Debashis - mRNA, it's like an instruction manual or recipe. It tells your cells how to make a specific protein. For a cancer vaccine, the mRNA is the recipe for making a tiny part of that cancer cell, what we call the cancer antigen. When a doctor gives a cancer mRNA vaccine, it basically delivers that mRNA or that recipe into some of your cells, and those cells can read the recipe and make that specific cancer antigen. Once that is made, that is shown to your immune system, just like a wanted poster of the cancer cell. Now that your immune system has seen the abnormal antigen, it learns how to recognise it and your immune system can then go around your body looking for cells that have that same antigen, which are actually cancer cells, and use the immune system to better recognise those cancer cells to try and attack and destroy them.

Chris - How do you pick your target? When you've got a cancer in front of you in a patient, how do you say, well, that's the bit of the cancer I'm going to persuade the immune system to go after?

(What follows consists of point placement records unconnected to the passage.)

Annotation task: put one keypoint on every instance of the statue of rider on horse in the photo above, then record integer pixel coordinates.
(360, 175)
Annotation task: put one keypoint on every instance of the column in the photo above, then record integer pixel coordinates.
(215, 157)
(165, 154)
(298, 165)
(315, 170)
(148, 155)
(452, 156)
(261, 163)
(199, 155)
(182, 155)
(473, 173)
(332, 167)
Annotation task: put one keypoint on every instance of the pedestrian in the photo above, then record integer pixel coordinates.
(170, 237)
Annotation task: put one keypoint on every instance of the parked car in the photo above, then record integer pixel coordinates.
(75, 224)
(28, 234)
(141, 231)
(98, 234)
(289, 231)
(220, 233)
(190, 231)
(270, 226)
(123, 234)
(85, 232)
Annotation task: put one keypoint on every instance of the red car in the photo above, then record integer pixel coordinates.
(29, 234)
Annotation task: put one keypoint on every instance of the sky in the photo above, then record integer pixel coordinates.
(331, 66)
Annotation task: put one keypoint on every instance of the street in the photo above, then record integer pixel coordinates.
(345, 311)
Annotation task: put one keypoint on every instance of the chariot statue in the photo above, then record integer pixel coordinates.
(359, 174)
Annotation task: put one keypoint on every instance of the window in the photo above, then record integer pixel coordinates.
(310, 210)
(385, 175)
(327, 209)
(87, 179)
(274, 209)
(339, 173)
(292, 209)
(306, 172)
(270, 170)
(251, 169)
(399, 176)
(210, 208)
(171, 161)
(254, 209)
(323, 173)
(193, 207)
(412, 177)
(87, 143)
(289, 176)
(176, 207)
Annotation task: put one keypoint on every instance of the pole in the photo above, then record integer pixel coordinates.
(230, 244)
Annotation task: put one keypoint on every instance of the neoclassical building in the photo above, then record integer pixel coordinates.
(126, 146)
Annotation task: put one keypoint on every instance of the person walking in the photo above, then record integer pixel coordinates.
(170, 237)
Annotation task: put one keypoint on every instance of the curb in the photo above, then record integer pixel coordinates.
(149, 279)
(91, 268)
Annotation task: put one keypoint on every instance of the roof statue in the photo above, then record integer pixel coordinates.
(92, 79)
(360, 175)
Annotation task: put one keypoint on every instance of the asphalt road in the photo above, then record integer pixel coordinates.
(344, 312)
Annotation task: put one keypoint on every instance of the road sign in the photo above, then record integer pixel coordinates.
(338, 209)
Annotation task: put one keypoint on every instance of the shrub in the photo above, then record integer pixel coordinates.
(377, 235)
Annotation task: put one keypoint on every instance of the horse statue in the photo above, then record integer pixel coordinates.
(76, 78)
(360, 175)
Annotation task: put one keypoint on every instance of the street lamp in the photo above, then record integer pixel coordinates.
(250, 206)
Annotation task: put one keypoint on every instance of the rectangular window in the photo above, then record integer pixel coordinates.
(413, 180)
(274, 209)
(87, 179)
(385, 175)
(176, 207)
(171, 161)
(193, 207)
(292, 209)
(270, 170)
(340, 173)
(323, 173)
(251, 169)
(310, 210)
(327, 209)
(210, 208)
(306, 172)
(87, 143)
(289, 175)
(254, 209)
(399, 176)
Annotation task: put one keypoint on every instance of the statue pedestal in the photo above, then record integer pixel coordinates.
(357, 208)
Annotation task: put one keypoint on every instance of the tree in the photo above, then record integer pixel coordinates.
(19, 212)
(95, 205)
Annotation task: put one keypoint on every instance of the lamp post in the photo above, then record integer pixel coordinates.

Debashis - The first is what we call a personalised vaccine where one of the things that we can do is what's called gene sequencing to try and understand what are the abnormal mutations that a cancer cell is producing, and then produce a specific personalised vaccine individual to that patient. That's one approach and certainly there are a number of these mRNA cancer vaccines which have that particular approach. There are other cancer vaccines, more what we call off the shelf vaccines, which look at common tumour antigens which occur across a whole range of different cancers, and using that RNA vaccine technology to target those specific antigens.

Chris - And do you crosscheck to make sure that they're unique to the cancer, these antigens, so you don't then provoke the immune system to go running after your own tissue and effectively cause autoimmune disease, which could otherwise happen?

Debashis - I think part of this is for these types of vaccines to train the immune system to recognise these antigens as the bad guy. One of the theoretical advantages of this type of technology is that it should be very specific for the cancer cells and not target your body's normal cells. The safety of these types of vaccines should be very good because, unlike things like chemotherapy, which are also attacking your body's normal cells, those should be relatively spared.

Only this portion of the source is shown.